# Thread: Predicate logic problem

1. ## Predicate logic problem

∀x:X.¬(P^Q) ¬∃x:X. ¬(¬P v ¬Q)

I want to prove that the left hand side entails () the right hand side using propositional and predicate logic. Thank you

2. ## Re: Predicate logic problem

Do P and Q depend on x? Also, see this sticky thread.

3. ## Re: Predicate logic problem

p and q are of type x and i can use natural deduction and axioms

4. ## Re: Predicate logic problem

Hmm, I am not sure I understand "p and q are of type x." In terms of types, I would say, "P and Q are of type X -> Prop" where Prop is the type of propositions. But I understand that P and Q are unary predicates that accept arguments of type X.

A derivation depends on the axioms you have. For example, if you have an axiom (¬∃x. ¬Ax) <-> ∀x. Ax, then you can immediately use it to derive ¬∃x:X. ¬¬(Px ^ Qx). Similarly, if you have an axiom A ^ B <-> ¬(¬A v ¬B), then you can derive ¬∃x:X. ¬(¬Px v ¬Qx). Otherwise, it is significantly more tricky.

Also, do you use Fitch-style natural deduction (also called flag notation) or tree-like natural deduction?

5. ## Re: Predicate logic problem

i can use the following axioms:

P v ¬P
P ^ ¬P (Proof by contradiction)

So what you re saying is that i can use double negation to remove negation, correct?

6. ## Re: Predicate logic problem

Originally Posted by hmat
P v ¬P
P ^ ¬P (Proof by contradiction)
P ^ ¬P is not an axiom since it is contradictory.
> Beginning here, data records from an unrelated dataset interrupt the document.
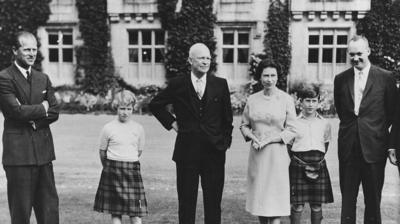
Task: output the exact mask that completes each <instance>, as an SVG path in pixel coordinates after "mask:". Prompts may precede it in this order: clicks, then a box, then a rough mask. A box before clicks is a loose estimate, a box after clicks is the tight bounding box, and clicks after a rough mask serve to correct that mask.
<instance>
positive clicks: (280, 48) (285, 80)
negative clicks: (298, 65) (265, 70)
mask: <svg viewBox="0 0 400 224" xmlns="http://www.w3.org/2000/svg"><path fill="white" fill-rule="evenodd" d="M289 21H290V14H289V6H288V1H284V2H281V1H280V0H272V1H271V4H270V6H269V10H268V19H267V31H266V34H265V38H264V51H265V53H266V55H267V58H268V59H270V60H273V61H274V62H275V63H276V64H277V65H278V66H279V67H280V74H279V77H278V83H277V86H278V87H279V88H280V89H282V90H286V88H287V76H288V74H289V68H290V63H291V57H292V56H291V48H290V44H289Z"/></svg>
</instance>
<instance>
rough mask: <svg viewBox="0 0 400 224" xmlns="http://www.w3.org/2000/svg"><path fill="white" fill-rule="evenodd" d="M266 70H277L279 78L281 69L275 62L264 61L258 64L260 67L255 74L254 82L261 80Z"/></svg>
mask: <svg viewBox="0 0 400 224" xmlns="http://www.w3.org/2000/svg"><path fill="white" fill-rule="evenodd" d="M265 68H275V69H276V72H277V73H278V76H279V72H280V69H279V66H278V65H277V64H275V63H274V62H273V61H270V60H262V61H261V62H260V63H258V66H257V68H256V73H255V74H254V80H257V81H259V80H260V78H261V74H262V72H263V71H264V69H265Z"/></svg>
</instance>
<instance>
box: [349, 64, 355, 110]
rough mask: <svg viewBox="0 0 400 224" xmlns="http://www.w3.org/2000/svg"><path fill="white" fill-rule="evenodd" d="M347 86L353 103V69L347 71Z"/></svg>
mask: <svg viewBox="0 0 400 224" xmlns="http://www.w3.org/2000/svg"><path fill="white" fill-rule="evenodd" d="M347 87H348V89H349V92H350V96H351V99H352V100H353V104H354V69H351V70H350V71H349V73H348V77H347Z"/></svg>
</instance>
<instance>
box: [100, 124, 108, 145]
mask: <svg viewBox="0 0 400 224" xmlns="http://www.w3.org/2000/svg"><path fill="white" fill-rule="evenodd" d="M99 142H100V144H99V149H100V150H104V151H105V150H107V148H108V143H109V142H110V134H109V131H108V128H107V126H104V127H103V129H102V130H101V132H100V140H99Z"/></svg>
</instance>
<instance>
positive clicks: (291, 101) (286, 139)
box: [280, 96, 296, 144]
mask: <svg viewBox="0 0 400 224" xmlns="http://www.w3.org/2000/svg"><path fill="white" fill-rule="evenodd" d="M295 122H296V109H295V107H294V101H293V99H292V97H290V96H289V97H288V98H287V100H286V120H285V124H284V129H283V131H282V132H281V133H280V136H281V138H282V141H283V142H284V143H285V144H290V143H292V141H293V140H294V138H295V137H296V130H295Z"/></svg>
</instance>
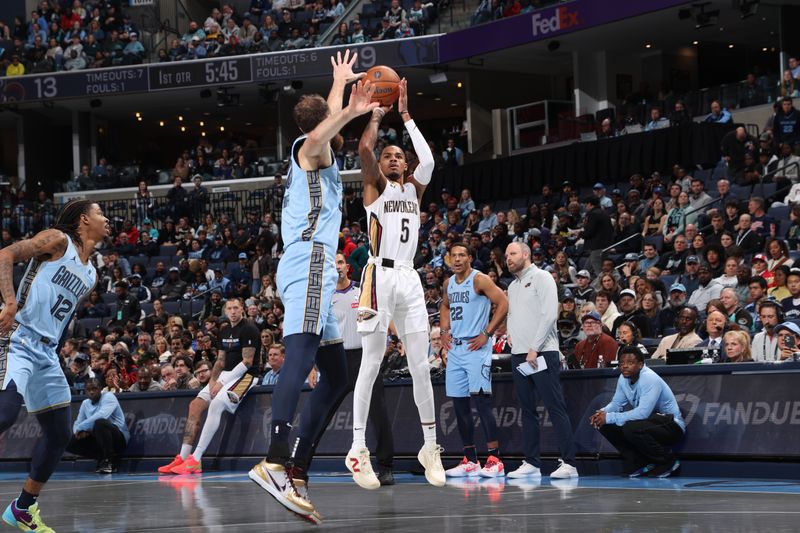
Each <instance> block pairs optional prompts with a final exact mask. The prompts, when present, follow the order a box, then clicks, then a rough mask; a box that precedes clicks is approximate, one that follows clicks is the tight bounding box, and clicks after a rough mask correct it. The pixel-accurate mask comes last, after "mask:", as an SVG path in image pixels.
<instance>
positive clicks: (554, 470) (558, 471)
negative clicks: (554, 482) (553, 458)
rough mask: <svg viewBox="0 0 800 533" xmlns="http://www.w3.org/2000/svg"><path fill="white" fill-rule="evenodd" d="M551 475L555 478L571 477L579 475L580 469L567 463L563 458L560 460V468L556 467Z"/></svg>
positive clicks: (577, 475) (574, 476)
mask: <svg viewBox="0 0 800 533" xmlns="http://www.w3.org/2000/svg"><path fill="white" fill-rule="evenodd" d="M550 477H551V478H553V479H570V478H573V477H578V469H577V468H575V467H574V466H572V465H570V464H567V463H565V462H564V461H563V460H561V459H559V460H558V468H556V469H555V470H554V471H553V473H552V474H550Z"/></svg>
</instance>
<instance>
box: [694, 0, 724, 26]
mask: <svg viewBox="0 0 800 533" xmlns="http://www.w3.org/2000/svg"><path fill="white" fill-rule="evenodd" d="M708 5H711V2H701V3H699V4H692V6H693V7H696V8H698V9H699V10H700V12H699V13H698V14H697V16H696V17H695V22H696V24H695V27H694V29H696V30H699V29H702V28H710V27H711V26H715V25H716V24H717V21H718V20H719V9H714V10H713V11H706V6H708Z"/></svg>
I'll describe the derivation in words. Assume $\exists x\,\neg(\neg Px\lor\neg Qx)$. We need to derive a contradiction. Apply existential elimination to get an x and $\neg(\neg Px\lor\neg Qx)$. Use universal elimination with that x on $\forall x\,\neg(Px\land Qx)$ to get $\neg(Px\land Qx)$. We are going to make two assumptions and show that they are contradictory.

Assume $Px$ and assume $Qx$. Then $Px\land Qx$, which contradicts $\neg(Px\land Qx)$. Therefore, we close $Px$ and derive $\neg Px$. Using disjunction introduction, this implies $\neg Px\lor \neg Qx$, which contradicts $\neg(\neg Px\lor\neg Qx)$. Therefore, we close $Qx$ and derive $\neg Qx$. As before, this implies $\neg Px\lor \neg Qx$, which contradicts $\neg(\neg Px\lor\neg Qx)$. Thus we closed both $Px$ and $Qx$ and derived a contradiction.

Note that I have not used the law of excluded middle $A\lor\neg A$. Using it, it may be possible to make the derivation a little clearer. Basically, once you have $\neg(\neg Px\lor\neg Qx)$ and $\neg(Px\land Qx)$, you consider (using disjunction elimination) four cases where either $Px$ or $\neg Px$ and either $Qx$ or $\neg Qx$ hold. In each case, it is possible to derive a contradiction using the two premises above. This is similar to constructing a truth table.